Friday, July 27, 2007

Born in Shame

Author: Nora Roberts
Published: January 1, 1996
Category: Romance
Series: Born In #3
Rating: 7/10

I'm not quite sure how much I like this book. At times I love it and other times I dislike it because Shannon annoys me so much. I think my loving it stems from it being an extended epilogue for Bree and Maggie's stories (the first two books in the trilogy).
Shannon's life is rocked by an emotional earthquake when she learns the identity of her real father. Obeying her late mother's last wish, American Shannon travels to County Clare, Ireland, to meet the sisters she never knew she had. Warmed and comforted by the bond that grows between her and her sisters, her heart is lured by the charm of the Irish countryside and tempted by the attraction of horseman Murphy Muldoon. Murphy takes one look at Shannon and knows that she is the woman he's waited for all his life. But Shannon is a practical woman. Will she open her heart and mind to the timeless, magical bond that connects them? Or will she reject fate's plan and leave Murphy to return to her life in America?
Shannon annoyed me with her anger over the truth of her heritage. She wished that she'd never known about her blood father. How could her mother have done such a thing in her youth? But if her mother hadn't been pregnant and unmarried and tossed out of her home, she wouldn't have met the good man Shannon called her father.

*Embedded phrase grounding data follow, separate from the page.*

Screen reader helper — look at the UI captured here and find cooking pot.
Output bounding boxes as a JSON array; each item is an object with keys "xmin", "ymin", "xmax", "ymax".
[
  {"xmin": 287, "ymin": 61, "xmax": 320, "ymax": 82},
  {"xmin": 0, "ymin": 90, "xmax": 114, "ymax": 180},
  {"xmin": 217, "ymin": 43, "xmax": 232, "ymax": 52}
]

Murphy offers his love without any dancing around the issue, which is true to his character. He's a straightforward type of man who knows what he wants, and believes that Shannon and he were lovers in a previous life. Shannon kept rejecting him because she had a big and important life and job back in New York, despite the fact that her job didn't make her happy, and she's found a new family in a beautiful country. She actually reminds me of Tess, the Hollywood screenwriter stuck in Montana in Roberts' Montana Sky.

Another thing that bothered me: The past lives thing and reliving it through dreams. Apparently, Murphy and Shannon were lovers of a local myth involving a warrior and a sorceress parted by war. I have nothing against fantasy, but it seemed rather out of place in this book and didn't feel like it was in perfect harmony with the rest of the story.